Une enquête sociologique et une étude juridique ont été menées en parallèle entre 2012 et 2014 par deux équipes de chercheur(e)s. Il s’agissait de mieux comprendre les stratégies des acteurs dans les entreprises à un moment où la loi avait déjà produit des résultats : des premiers cycles électoraux avaient eu lieu sur les sites de travail et leur agrégation devait fonder, au cours de la recherche, la détermination de la représentativité des organisations sommitales.

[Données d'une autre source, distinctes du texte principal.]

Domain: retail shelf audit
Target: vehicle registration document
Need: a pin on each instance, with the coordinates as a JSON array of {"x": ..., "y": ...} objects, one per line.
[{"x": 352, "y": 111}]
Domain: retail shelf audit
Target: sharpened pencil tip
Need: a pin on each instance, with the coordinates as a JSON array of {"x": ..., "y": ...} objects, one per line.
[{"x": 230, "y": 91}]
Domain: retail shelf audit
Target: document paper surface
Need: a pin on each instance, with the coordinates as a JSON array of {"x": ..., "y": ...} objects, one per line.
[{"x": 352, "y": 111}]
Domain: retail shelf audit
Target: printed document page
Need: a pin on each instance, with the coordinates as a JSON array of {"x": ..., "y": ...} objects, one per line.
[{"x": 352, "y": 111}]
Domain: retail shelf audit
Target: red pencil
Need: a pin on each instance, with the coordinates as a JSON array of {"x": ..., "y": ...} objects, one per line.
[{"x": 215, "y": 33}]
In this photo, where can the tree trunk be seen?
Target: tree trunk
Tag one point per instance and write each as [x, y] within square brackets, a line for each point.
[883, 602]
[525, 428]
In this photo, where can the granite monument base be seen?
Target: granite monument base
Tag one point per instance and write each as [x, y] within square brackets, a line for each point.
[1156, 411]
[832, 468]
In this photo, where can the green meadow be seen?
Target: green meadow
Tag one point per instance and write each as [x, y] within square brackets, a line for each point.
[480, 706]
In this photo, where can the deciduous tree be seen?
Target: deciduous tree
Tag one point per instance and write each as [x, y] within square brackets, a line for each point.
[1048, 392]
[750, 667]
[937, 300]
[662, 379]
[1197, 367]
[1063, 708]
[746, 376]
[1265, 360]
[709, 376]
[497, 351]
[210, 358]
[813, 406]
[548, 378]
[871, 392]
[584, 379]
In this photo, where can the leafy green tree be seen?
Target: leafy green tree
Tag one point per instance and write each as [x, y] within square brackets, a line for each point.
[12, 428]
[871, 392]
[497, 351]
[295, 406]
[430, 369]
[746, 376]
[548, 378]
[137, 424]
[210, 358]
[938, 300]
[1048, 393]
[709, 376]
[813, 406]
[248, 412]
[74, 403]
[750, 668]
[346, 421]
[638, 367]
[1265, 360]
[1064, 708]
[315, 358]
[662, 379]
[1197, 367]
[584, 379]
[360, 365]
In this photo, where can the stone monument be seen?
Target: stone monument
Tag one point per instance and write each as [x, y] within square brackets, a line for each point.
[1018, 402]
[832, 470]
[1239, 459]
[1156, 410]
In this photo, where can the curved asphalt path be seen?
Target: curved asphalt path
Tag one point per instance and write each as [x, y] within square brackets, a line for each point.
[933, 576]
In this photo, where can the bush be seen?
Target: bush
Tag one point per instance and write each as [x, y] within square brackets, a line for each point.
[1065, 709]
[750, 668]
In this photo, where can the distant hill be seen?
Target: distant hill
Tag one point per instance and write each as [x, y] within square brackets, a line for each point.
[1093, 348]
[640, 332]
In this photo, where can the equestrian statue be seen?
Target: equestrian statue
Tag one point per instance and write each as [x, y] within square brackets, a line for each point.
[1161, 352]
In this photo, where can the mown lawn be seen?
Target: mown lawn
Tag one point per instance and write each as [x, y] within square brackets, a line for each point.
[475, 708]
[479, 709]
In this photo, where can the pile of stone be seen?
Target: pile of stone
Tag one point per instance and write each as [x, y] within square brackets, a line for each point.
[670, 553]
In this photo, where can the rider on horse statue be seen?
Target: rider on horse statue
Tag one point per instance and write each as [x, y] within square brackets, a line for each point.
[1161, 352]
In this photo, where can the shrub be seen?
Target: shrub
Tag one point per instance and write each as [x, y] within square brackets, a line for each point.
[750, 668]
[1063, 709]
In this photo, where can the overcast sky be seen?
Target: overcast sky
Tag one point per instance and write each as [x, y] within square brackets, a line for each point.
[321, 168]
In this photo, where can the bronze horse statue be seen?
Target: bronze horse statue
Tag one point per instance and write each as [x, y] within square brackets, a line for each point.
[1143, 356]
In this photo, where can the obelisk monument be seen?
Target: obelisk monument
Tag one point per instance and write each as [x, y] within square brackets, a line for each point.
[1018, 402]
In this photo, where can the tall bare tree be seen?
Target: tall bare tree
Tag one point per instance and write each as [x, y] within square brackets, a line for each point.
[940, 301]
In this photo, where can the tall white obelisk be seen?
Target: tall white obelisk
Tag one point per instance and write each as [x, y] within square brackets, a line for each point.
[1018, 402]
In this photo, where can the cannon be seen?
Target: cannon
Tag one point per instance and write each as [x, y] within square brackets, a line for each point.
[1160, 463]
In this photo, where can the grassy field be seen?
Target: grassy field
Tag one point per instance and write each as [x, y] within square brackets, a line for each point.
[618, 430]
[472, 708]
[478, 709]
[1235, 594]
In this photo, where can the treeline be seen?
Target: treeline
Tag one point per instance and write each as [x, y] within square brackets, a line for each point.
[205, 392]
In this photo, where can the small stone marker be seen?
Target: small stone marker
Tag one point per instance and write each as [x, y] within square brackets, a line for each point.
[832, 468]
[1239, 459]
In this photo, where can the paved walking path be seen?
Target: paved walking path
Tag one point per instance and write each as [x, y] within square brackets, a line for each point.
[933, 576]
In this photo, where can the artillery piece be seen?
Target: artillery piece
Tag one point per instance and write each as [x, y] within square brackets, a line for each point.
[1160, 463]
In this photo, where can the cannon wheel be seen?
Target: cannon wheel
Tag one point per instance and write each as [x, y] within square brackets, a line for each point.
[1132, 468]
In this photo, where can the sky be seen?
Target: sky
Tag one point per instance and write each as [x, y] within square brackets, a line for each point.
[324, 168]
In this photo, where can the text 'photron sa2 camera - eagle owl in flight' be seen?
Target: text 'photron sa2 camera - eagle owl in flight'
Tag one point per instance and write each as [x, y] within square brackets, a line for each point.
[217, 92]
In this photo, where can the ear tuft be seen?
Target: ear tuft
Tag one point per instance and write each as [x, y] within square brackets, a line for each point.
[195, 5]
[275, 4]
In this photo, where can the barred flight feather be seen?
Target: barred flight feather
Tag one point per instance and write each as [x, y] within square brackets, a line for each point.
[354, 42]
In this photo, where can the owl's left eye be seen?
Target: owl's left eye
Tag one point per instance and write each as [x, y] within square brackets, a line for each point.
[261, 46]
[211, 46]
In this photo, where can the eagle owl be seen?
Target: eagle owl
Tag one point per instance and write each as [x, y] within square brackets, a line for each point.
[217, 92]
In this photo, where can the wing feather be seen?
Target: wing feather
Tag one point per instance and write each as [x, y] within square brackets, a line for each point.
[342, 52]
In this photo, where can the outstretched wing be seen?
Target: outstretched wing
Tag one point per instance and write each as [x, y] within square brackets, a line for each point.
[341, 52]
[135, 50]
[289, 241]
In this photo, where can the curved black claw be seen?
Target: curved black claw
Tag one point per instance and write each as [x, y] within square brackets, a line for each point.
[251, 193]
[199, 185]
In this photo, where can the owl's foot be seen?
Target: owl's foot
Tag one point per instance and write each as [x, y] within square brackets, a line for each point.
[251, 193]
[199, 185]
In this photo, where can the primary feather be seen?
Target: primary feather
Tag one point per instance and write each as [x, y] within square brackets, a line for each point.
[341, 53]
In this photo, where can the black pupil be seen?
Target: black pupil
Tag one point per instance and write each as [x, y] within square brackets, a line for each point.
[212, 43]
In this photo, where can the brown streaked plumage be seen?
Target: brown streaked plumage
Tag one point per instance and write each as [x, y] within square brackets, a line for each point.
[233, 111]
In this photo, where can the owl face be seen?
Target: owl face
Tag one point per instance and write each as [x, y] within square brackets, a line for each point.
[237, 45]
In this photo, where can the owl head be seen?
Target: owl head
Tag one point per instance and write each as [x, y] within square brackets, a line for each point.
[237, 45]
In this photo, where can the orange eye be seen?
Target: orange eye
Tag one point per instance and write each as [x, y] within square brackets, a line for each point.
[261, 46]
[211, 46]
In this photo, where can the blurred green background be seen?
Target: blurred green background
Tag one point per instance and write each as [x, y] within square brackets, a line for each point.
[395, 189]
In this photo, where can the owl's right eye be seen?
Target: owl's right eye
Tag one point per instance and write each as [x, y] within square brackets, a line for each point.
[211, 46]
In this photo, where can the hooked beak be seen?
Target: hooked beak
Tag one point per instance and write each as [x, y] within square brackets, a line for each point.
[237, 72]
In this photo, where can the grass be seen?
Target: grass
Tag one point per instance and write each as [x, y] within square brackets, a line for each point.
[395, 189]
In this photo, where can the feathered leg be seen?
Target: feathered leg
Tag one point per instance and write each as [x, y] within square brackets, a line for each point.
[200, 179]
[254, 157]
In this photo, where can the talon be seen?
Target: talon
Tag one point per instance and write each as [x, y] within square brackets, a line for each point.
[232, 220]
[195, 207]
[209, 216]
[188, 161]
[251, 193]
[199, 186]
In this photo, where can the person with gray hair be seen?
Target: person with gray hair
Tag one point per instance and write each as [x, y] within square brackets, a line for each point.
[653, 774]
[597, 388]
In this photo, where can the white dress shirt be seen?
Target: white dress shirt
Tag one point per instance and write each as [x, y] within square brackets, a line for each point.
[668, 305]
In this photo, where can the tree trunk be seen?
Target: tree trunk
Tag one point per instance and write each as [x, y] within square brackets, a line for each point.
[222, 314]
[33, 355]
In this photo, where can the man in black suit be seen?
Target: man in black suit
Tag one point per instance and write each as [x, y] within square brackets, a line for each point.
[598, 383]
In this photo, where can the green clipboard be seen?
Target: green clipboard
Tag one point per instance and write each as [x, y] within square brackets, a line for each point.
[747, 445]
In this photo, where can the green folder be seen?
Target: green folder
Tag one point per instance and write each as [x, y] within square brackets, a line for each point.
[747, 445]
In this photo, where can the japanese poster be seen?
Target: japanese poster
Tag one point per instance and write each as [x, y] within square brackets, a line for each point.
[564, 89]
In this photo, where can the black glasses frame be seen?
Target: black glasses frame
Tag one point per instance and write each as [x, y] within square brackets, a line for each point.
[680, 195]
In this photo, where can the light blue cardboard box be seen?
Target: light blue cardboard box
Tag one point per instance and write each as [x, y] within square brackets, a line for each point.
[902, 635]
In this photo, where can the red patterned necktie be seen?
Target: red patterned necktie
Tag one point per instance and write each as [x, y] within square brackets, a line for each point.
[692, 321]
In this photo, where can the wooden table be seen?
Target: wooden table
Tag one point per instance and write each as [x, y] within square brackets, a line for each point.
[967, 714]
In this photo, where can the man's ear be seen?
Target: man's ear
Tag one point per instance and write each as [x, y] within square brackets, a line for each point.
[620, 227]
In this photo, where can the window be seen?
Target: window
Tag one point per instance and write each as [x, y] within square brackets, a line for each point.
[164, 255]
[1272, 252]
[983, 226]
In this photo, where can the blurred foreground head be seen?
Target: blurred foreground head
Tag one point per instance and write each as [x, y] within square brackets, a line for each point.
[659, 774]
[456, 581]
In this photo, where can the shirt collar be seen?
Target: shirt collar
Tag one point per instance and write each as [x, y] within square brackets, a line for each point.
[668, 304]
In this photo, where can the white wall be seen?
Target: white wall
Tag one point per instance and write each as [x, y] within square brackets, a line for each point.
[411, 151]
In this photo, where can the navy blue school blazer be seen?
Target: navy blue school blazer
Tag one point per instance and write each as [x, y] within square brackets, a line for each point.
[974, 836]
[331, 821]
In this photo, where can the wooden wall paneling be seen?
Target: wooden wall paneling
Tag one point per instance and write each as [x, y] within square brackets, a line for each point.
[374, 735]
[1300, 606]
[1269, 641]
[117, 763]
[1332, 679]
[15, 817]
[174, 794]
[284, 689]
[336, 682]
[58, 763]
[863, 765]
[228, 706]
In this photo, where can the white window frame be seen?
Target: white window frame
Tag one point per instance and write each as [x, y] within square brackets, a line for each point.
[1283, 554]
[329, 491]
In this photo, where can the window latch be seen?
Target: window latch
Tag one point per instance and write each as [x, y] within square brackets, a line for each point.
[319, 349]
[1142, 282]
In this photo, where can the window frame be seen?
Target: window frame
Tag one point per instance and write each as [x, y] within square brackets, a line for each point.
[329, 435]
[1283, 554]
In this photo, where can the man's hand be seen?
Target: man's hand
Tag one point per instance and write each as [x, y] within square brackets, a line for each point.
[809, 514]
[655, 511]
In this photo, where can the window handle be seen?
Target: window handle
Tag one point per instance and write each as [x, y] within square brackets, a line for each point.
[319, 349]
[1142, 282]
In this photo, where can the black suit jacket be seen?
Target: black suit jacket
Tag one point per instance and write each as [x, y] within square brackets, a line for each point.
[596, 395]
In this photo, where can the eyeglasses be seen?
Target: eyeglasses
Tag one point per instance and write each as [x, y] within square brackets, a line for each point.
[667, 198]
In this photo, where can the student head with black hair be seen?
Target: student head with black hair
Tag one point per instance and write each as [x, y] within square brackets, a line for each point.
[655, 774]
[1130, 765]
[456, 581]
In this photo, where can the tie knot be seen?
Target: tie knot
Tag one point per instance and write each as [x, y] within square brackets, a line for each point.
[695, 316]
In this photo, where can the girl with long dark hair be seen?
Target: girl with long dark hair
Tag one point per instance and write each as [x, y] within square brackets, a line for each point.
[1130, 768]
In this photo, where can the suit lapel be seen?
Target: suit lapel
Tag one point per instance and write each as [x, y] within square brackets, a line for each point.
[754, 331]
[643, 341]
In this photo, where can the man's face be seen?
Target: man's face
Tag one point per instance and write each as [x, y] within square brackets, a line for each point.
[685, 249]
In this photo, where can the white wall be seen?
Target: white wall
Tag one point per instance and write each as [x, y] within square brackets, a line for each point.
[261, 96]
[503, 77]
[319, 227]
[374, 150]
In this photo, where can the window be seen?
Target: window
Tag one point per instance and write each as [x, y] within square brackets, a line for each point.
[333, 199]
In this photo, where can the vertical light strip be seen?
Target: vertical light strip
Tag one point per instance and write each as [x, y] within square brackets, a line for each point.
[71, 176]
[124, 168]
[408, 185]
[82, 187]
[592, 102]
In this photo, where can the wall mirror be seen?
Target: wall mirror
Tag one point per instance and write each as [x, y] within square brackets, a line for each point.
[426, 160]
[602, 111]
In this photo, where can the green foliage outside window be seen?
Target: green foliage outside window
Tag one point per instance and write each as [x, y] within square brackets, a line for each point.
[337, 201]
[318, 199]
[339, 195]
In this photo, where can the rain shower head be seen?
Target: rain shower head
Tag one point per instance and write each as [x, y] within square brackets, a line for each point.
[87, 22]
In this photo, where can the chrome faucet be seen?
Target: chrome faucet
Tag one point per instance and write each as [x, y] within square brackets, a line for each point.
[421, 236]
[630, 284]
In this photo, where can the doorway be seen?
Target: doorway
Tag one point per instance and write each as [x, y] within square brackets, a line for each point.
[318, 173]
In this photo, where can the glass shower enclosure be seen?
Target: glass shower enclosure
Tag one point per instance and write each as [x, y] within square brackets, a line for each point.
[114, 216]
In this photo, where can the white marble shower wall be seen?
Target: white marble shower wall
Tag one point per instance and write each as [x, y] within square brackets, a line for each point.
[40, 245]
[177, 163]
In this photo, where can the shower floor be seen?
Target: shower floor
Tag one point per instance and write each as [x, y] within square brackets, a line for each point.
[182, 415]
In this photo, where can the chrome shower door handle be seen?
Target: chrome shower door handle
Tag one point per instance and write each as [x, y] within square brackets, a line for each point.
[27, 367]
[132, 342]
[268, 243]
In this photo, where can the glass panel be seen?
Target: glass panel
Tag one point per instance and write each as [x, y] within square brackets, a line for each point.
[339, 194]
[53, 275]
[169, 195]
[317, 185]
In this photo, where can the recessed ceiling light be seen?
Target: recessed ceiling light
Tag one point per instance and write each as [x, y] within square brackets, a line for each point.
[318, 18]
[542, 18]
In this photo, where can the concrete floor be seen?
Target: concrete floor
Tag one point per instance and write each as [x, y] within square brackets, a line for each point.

Les deux études réunies dans ce rapport ont des objets différents ; elles se distinguent par le champ étudié comme par les exigences méthodologiques propres à chacune des deux disciplines. L’étude sociologique repose sur des enquêtes empiriques menées auprès d’acteurs syndicaux et d’employeurs dans des établissements de grande et de petite taille. L’étude juridique consiste dans l’analyse d’accords collectifs de droit syndical. Les panels étudiés, construits indépendamment et sans prétention de représentativité dans l’un et l’autre cas, sont d’ampleurs inégales : centré sur un petit nombre de groupes français ou internationaux dans le cas de l’étude juridique, plus étendu et construit pour approcher la diversité des configurations syndicales et des modes de gestion des relations sociales dans le travail sociologique. Le groupe est le niveau d’exploration dans la recherche juridique, l’établissement sert de porte d’entrée à l’analyse sociologique. Pour cette dernière, il s’est agi d’appréhender le jeu des acteurs dans un contexte de transformations multiples : quelle est l’empreinte de la loi de 2008 sur les relations entre représentants et salariés, et entre représentants et employeurs ? L’étude juridique s’est intéressée à la façon dont l’injonction législative oriente (ou non) la production normative dans les entreprises : comment les acteurs s’emparent-ils des dispositions de la loi ? Les deux rapports offrent ainsi deux éclairages distincts sur des problématiques spécifiques liées à la capacité transformatrice, potentielle ou réelle, de la loi.

Les deux études toutefois entrent aussi en résonance de sorte que, au-delà de la différence des objets, elles livrent un regard croisé sur les modes d’appropriation de la loi de 2008 par les acteurs dans les entreprises.

Par précaution méthodologique, les deux études cherchent à situer la période qui s’ouvre avec l’entrée en vigueur de la loi dans une perspective temporelle plus longue. L’étude juridique procède à la comparaison d’accords de droit syndical conclus, dans les mêmes entreprises, avant et après l’entrée en vigueur de la réforme. L’approche sociologique consiste à entendre syndicalistes et dirigeants d’entreprise dans l’objectif de recueillir les appréciations qu’ils font plus généralement des évolutions observées dans leur environnement, économique, social, institutionnel, syndical. Les chercheurs retournent dans des entreprises déjà visitées dans le cadre d’études dédiées à des champs connexes dans les années 1990 et/ou 2000 (un tiers du panel sociologique).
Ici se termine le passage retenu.